Real-time communication applications or plug-ins can compromise security in several ways. For example:

• Unencrypted media or data can be intercepted between browsers or between browsers and servers.
• Apps may record and distribute video or audio without the user's knowledge.
• Malware or viruses may be installed along with apparently harmless plug-ins or applications.

WebRTC has several features to avoid these problems:

• WebRTC implementation uses secure protocols such as  DTLS  and  SRTP .
• Encryption is required for all WebRTC components, including signaling mechanisms.
• WebRTC is not a plug-in. Its components run within the browser sandbox rather than in separate processes. Components do not need to be installed separately and can be updated simply by updating your browser.
• Access to the camera and microphone must be explicitly granted, and the user interface clearly shows this when the camera or microphone is running.

A complete discussion of streaming security is beyond the scope of this article.
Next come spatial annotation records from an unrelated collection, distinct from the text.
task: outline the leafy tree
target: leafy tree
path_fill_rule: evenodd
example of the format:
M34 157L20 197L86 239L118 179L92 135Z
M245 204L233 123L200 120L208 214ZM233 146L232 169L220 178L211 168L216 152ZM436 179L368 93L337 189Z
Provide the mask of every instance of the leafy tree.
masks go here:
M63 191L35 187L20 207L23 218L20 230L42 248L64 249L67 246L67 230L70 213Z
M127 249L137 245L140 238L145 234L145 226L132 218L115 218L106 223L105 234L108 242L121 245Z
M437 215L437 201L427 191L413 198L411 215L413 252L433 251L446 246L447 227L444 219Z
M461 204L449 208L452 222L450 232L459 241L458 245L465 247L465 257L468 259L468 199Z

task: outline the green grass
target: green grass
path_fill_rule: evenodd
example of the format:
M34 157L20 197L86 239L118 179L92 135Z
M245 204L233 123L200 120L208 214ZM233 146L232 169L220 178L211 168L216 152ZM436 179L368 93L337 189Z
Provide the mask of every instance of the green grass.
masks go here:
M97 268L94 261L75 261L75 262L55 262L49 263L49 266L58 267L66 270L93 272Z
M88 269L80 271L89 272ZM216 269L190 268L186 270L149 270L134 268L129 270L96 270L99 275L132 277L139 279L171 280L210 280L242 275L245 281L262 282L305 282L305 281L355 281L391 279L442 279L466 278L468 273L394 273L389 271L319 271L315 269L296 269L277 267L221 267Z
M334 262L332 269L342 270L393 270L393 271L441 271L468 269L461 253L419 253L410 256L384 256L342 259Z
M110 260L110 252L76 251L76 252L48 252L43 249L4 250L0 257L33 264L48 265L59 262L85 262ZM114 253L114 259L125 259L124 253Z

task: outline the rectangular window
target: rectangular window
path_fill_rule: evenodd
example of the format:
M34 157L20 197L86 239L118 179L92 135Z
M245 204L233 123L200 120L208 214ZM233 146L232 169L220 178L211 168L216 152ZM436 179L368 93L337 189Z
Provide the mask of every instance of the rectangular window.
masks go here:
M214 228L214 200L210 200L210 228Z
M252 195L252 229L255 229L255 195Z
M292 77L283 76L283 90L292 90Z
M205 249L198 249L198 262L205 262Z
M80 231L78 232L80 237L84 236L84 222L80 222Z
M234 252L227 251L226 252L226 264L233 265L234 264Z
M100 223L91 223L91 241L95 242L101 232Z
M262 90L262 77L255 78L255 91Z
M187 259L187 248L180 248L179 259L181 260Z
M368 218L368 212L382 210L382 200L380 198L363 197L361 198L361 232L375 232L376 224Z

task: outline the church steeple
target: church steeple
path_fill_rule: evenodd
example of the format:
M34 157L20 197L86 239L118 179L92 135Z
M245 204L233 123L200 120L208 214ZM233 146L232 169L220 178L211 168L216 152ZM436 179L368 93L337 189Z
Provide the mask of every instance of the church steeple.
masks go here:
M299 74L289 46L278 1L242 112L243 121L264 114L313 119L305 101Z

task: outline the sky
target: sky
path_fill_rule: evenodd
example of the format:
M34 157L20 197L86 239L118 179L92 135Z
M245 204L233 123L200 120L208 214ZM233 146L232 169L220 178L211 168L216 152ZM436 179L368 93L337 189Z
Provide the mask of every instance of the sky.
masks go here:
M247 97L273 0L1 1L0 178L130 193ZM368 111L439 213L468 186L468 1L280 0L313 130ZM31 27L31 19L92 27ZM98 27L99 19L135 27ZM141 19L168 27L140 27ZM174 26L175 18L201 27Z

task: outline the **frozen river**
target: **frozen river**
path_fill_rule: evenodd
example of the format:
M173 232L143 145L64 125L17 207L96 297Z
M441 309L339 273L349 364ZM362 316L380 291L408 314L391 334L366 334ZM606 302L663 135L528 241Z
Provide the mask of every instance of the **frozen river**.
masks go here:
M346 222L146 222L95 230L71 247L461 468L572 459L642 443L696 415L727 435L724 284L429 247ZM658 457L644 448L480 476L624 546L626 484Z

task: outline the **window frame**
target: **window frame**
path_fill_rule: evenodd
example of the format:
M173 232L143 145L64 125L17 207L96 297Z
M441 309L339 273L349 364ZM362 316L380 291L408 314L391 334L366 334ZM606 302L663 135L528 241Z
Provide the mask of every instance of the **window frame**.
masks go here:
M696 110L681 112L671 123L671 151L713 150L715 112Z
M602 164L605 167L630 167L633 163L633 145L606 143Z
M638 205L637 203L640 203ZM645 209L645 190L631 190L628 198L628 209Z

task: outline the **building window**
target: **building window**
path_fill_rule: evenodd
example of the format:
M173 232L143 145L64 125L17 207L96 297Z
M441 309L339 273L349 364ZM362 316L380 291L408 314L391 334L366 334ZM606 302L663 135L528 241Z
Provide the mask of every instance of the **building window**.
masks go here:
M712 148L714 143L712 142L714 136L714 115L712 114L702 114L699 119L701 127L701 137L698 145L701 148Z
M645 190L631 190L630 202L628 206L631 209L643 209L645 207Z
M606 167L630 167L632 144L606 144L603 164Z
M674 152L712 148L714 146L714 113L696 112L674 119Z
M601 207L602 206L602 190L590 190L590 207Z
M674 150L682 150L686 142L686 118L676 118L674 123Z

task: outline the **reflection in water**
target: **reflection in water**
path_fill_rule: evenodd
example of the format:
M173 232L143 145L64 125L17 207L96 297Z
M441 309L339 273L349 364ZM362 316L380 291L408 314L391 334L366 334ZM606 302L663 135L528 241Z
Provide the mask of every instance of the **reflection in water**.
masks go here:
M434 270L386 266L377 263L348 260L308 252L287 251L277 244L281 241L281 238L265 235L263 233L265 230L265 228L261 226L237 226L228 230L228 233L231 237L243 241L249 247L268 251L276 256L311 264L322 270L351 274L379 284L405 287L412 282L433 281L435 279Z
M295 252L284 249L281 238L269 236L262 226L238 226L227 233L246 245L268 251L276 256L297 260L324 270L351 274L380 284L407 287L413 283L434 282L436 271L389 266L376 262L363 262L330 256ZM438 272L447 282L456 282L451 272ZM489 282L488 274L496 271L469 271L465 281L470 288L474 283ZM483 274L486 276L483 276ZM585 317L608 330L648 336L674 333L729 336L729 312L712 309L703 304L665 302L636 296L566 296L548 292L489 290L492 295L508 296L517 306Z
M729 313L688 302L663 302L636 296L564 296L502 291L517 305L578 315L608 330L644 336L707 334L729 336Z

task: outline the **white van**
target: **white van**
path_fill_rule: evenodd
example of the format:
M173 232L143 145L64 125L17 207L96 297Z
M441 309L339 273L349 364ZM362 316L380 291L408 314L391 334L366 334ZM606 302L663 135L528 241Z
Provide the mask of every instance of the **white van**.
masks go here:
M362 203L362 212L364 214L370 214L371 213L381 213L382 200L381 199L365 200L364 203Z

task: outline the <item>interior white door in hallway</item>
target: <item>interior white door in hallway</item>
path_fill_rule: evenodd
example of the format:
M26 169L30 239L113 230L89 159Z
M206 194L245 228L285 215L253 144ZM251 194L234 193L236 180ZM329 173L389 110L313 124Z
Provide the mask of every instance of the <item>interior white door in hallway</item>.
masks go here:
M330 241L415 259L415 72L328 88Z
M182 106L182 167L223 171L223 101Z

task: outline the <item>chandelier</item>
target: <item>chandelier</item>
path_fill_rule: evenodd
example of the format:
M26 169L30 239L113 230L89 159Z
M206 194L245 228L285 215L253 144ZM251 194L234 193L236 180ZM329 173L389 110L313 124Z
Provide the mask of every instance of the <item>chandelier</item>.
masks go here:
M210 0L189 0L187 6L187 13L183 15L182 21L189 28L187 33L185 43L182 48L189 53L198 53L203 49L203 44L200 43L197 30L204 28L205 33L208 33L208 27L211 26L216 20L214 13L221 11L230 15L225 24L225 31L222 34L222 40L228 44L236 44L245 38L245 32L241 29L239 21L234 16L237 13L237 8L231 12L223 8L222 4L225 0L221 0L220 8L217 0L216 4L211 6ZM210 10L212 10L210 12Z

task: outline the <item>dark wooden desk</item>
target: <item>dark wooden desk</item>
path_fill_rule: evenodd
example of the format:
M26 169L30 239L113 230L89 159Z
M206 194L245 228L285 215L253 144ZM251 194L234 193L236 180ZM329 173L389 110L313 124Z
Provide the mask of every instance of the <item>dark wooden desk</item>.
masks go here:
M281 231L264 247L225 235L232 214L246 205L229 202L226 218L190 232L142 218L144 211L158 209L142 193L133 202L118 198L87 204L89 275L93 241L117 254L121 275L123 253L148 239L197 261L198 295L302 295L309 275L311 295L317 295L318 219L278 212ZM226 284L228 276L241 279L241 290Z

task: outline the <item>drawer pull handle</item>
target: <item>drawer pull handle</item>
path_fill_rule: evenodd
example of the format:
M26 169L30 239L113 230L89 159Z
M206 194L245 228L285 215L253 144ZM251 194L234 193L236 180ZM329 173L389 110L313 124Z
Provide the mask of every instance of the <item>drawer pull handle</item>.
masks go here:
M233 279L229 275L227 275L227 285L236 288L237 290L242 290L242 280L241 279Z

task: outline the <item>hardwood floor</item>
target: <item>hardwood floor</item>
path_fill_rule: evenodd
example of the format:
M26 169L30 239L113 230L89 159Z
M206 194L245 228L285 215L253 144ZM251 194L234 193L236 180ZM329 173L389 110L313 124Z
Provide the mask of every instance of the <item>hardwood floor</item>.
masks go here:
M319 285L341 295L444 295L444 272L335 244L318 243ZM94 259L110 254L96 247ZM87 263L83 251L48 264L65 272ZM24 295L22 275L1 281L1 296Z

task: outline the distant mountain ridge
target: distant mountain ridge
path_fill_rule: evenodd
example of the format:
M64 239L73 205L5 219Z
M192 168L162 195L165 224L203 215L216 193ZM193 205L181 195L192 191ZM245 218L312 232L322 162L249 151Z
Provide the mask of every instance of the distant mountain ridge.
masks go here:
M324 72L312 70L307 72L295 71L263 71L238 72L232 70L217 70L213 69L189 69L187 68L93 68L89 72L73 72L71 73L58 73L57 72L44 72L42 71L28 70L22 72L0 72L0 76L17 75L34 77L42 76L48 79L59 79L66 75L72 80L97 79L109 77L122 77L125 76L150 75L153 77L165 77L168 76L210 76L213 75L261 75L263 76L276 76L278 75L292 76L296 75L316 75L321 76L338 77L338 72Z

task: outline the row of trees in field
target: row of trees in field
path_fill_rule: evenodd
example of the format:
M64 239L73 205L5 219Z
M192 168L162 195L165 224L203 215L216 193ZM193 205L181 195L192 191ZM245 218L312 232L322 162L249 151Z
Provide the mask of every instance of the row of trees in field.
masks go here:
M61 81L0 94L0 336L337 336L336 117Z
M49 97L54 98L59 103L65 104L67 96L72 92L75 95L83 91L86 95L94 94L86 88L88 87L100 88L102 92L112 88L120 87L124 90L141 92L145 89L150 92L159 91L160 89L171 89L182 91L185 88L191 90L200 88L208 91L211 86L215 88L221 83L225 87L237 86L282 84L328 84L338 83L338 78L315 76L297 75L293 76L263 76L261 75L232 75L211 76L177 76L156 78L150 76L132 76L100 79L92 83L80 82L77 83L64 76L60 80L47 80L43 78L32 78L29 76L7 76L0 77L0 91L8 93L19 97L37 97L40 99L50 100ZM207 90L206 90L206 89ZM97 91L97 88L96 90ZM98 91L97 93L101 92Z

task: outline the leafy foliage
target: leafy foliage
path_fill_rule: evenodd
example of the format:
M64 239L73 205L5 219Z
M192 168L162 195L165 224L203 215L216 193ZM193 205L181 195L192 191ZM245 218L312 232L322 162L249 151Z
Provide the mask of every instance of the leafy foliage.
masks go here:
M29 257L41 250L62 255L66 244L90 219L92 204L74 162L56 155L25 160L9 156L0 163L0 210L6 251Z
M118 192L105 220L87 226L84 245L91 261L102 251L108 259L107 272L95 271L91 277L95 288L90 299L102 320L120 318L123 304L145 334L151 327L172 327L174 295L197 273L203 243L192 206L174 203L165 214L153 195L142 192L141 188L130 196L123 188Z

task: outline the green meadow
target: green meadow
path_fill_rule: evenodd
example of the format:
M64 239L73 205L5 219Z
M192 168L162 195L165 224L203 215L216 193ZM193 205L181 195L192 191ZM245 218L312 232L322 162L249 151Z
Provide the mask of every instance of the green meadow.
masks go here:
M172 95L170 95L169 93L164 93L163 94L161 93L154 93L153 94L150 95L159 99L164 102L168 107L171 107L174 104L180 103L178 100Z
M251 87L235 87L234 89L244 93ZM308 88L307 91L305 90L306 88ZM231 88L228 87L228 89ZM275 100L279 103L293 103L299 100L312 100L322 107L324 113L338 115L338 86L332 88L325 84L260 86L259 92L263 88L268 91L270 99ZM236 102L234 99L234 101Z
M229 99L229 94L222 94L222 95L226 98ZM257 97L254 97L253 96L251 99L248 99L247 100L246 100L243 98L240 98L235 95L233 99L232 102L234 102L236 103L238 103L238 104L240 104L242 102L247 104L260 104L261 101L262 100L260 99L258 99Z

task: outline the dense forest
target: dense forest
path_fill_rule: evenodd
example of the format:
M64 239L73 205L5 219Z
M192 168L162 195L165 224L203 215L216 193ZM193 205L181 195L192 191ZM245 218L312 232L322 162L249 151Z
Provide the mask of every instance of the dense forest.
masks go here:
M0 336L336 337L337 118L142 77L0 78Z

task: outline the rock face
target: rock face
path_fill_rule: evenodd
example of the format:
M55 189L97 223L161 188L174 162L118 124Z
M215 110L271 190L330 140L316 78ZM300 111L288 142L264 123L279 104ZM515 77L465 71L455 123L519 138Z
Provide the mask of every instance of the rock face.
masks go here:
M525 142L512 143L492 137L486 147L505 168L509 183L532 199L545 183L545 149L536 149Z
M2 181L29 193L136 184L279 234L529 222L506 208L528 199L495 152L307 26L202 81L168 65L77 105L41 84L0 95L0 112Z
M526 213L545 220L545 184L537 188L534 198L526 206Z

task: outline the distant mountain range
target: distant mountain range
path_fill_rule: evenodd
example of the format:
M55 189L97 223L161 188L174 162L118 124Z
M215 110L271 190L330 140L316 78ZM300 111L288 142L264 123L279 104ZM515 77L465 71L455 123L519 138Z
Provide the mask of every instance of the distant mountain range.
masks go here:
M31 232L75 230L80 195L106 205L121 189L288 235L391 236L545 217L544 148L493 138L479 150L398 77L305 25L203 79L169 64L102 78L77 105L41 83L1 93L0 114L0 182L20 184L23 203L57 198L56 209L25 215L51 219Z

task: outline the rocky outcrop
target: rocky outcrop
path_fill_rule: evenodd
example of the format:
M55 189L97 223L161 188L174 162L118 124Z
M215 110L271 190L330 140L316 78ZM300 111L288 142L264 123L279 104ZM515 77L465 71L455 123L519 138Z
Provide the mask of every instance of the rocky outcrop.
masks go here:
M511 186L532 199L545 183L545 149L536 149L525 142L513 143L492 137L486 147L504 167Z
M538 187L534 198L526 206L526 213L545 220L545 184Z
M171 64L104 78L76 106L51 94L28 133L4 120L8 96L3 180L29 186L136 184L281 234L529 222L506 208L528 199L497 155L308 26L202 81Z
For more information, see the IETF's proposed WebRTC Security  Architecture .

 

Developer tools Developer tools

WebRTC statistics for ongoing sessions can be found at (enter the following url in the blank tab):

• chrome://webrtc-internals in Chrome
• opera://webrtc-internals in Opera
• about:webrtc in Firefox

Get more Learn more

• Justin Uberti's WebRTC session at Google I/O 2012
• Alan B. Johnston and Daniel C. Burnett maintain a WebRTC book now in its third edition in print and eBook formats at webrtcbook.com.
• webrtc.org is home to all things WebRTC, including demos, documentation, and discussion.
• discuss-webrtc is a Google Group for technical WebRTC discussion.
• @webrtc
• Google Developers Talk documentation provides more information about NAT traversal, STUN, relay servers, and candidate gathering.
• WebRTC on GitHub
• Stack Overflow is a good place to look for answers and ask questions about WebRTC.
• Native APIs for RTCPeerConnection are also available at documentation on webrtc.org.